Project description:ANCA associated vasculitis(AAV) is a systemic vasculitis of small vessels, characterzied by injury of vascular endothelial cells induced by abnormally activated neutrophils. Microscopic polyangiitis (MPA) is a member of AAV with a high risk of kidney involvement. Blood lipid disorder promotes endothelial injury. We aim to investigate the correlation between blood lipid levels and renal prognosis in MPA patients. Firstly, we retrospectively included 110 patients diagnosed with MPA and the primary endpoint was the occurrence of ESRD. The association between blood lipids and renal outcome was evaluated with logistic regression analysis and survival analysis. During a median follow-up period of 23 months, 44 out of 110 patients (40%) developed ESRD. High serum triglycerides (TG) and VLDL at diagnosis were associated with ESRD development after adjusting for several confounding factors.
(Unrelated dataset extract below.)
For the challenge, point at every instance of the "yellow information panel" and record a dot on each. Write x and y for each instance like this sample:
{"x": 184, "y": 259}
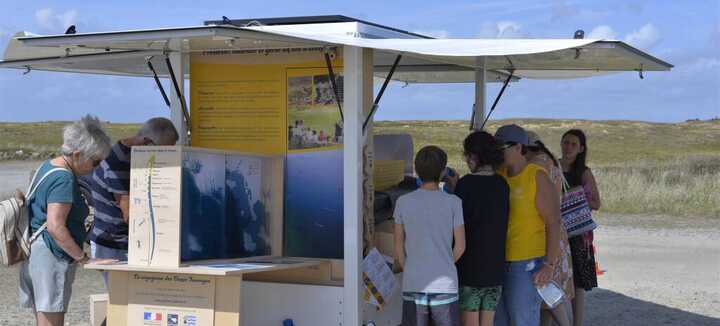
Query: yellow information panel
{"x": 388, "y": 173}
{"x": 238, "y": 107}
MPA patients with TG >1.45 mmol/L or VLDL > 0.66mmol/L had significantly higher risk of ESRD development than those with TG ≤1.45 mmol/L or VLDL ≤0.66 mmol/L. Secondly, we explored the underlying mechanism of poor renal prognosis in patients with high TG levels using data independent acquisition (DIA) quantitative proteomics. DIA quantitative proteomics analysis suggested that patients in high TG group had up-regulated profibrotic pathway, inflammatory signaling pathways and complement and coagulation cascades compared with those in low TG group. In conclusion, high baseline TG or VLDL is associated with an increased risk of ESRD development in MPA patients. The potential mechanisms may be the upregulation of pro-fibrotic and inflammatory signaling pathways, and the activation of complement and coagulation cascades.